Freedom of religion, and freedom from religion (letter)
In his July 24, 2015 letter to the editor, Chuck Abrams states his dissatisfaction with the U.S. Supreme Court’s ruling in favor of same-sex marriage. He implies that upholding the civil rights of homosexuals is somehow violating his religious rights.
I say that this is nonsense, and that his feelings come from a misunderstanding of what religious rights actually are.
Religious rights include the right for individuals to choose which religion, if any, they wish to believe and/or practice, as well as the right to not be treated differently by the government based their choice. What religious rights DO NOT do is give members of any particular religion the right to force other people to live according to the teachings of that religion.
Mr. Abrams’ idea that certain individuals should not be allowed equal rights because it is not in line with his religion is absolutely absurd.
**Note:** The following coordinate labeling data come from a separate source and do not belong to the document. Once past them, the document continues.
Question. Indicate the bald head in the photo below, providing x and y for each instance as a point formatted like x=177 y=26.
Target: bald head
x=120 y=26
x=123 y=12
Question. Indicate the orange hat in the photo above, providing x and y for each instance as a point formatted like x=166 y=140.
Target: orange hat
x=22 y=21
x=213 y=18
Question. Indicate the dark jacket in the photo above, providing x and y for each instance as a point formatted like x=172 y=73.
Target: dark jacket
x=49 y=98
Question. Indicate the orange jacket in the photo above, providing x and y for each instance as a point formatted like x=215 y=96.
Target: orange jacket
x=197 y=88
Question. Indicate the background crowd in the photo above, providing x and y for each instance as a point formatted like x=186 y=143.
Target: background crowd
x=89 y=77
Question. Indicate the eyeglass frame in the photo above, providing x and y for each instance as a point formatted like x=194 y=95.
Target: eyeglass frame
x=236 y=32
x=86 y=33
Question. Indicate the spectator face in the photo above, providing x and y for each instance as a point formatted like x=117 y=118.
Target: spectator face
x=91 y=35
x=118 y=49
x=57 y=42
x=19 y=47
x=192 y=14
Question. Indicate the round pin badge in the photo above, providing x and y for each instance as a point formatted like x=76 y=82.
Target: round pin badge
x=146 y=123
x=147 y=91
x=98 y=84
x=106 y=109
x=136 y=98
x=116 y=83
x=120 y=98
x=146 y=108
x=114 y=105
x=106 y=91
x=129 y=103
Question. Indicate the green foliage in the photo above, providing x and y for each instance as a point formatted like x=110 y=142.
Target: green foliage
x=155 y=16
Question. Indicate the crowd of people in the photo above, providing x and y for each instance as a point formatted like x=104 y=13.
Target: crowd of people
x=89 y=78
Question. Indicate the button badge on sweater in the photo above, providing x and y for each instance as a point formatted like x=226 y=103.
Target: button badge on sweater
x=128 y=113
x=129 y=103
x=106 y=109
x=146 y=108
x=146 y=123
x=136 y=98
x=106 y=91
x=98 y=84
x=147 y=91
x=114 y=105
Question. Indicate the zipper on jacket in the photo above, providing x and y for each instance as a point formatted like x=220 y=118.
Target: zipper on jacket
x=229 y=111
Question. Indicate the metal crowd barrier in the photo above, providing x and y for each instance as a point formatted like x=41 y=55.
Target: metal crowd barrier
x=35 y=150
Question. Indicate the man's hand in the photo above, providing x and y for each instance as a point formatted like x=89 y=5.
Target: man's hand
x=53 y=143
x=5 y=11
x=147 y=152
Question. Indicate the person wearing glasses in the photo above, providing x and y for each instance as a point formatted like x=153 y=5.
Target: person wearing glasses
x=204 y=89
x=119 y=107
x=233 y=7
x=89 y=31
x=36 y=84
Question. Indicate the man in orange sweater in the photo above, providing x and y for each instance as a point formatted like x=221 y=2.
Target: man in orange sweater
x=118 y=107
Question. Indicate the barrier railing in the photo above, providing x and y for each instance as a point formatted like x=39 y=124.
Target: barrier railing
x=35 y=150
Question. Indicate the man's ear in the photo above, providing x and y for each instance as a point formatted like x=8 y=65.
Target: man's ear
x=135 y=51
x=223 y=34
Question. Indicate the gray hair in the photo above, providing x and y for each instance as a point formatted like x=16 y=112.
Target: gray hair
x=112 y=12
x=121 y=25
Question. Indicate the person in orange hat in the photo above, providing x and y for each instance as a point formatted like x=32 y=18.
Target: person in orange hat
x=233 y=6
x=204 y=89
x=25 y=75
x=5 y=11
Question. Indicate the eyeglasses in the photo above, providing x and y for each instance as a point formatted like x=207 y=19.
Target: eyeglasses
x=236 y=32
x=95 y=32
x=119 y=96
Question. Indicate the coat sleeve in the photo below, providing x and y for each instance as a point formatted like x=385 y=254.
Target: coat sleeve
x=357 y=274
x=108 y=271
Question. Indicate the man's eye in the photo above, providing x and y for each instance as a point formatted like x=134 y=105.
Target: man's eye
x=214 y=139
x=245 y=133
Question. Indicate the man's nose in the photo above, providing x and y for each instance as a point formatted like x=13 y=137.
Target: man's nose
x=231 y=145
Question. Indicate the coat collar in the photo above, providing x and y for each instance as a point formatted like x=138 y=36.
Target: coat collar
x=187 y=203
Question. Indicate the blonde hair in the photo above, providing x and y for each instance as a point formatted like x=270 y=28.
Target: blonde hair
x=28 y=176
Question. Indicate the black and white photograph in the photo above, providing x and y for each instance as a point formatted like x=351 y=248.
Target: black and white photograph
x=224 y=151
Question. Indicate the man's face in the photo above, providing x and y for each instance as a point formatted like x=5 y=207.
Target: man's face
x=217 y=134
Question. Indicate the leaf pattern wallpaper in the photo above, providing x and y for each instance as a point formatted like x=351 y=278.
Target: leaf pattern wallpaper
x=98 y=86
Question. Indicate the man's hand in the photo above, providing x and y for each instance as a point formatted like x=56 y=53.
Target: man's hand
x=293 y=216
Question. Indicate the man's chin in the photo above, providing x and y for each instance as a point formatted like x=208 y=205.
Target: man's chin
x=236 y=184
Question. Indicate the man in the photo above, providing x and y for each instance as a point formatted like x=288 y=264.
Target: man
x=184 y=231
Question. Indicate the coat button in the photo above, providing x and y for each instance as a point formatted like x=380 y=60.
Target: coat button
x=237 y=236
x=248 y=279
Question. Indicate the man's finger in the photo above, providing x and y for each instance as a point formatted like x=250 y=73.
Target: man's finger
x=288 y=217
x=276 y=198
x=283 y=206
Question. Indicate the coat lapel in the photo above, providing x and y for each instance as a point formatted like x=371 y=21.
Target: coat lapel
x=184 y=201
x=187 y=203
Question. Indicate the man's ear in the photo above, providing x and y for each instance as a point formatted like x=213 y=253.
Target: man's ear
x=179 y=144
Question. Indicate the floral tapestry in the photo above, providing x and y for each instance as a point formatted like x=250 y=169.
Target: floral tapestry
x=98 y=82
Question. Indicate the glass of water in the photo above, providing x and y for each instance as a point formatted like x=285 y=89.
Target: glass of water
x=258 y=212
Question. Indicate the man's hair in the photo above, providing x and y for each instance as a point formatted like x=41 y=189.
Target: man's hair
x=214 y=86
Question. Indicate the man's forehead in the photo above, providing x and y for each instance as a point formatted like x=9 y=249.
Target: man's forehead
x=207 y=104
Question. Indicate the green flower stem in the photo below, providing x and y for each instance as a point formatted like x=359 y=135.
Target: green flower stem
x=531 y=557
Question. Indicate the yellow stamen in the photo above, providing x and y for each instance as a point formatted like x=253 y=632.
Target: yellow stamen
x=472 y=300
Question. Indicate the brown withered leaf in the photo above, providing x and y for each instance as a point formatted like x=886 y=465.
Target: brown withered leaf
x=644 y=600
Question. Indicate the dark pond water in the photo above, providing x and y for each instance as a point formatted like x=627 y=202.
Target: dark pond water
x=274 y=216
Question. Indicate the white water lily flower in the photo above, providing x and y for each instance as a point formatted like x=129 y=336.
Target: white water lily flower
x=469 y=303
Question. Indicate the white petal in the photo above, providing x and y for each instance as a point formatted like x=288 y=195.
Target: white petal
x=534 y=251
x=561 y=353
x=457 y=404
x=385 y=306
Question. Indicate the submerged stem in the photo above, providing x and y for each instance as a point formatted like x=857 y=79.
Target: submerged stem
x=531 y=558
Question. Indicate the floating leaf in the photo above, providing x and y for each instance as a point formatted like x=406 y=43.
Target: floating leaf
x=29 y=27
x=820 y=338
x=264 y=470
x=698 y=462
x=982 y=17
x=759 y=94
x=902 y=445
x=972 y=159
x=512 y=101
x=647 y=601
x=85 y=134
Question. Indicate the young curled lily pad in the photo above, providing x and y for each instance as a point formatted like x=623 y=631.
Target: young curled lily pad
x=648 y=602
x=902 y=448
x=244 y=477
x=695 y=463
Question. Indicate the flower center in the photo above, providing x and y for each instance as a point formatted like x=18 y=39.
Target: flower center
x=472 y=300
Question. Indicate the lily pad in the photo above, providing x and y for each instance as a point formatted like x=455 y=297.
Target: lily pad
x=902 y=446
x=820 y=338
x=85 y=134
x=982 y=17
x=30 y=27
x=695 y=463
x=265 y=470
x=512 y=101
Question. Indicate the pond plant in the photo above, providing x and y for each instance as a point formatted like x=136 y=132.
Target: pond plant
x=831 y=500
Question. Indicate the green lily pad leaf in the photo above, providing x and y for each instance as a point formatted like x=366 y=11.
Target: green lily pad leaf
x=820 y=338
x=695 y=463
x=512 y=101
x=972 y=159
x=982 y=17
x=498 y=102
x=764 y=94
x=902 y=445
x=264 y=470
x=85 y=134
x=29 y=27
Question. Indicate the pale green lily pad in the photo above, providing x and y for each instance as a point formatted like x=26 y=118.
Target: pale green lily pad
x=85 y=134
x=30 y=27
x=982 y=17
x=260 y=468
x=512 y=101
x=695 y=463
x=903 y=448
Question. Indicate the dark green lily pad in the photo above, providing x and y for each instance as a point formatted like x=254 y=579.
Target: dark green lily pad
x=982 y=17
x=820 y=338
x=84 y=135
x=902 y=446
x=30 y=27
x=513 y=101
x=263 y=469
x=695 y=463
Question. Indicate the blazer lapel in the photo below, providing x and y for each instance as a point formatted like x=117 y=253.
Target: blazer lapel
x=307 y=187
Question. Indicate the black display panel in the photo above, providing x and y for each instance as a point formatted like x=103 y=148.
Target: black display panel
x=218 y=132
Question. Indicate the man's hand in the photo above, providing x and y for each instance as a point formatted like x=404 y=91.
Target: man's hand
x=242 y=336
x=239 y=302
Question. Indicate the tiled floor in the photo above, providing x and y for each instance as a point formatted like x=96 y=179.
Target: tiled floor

Unfortunately, he is not the only one to misconstrue religious rights in this manner: Millions of conservatives in this country cling to the same notion, and they use it to justify discrimination against various groups of people.
People who tend to make this misinterpretation of religious rights often believe that everyone else should share the same ideas. For example, Mr. Abrams inaccurately postulates that most Americans take issue with the Supreme Court’s expansion of marriage to include homosexual couples. However, a 2015 poll by Pew Research reveals just the opposite, with 57% of Americans in support of gay marriage.
I will not argue that the Bible condemns homosexuality. However, I will say that not everyone believes the Bible, and, because of religious rights, they don’t have to. Christians may represent a majority religious group in this country, but that DOES NOT give them the right to impose their chosen religion on everyone else.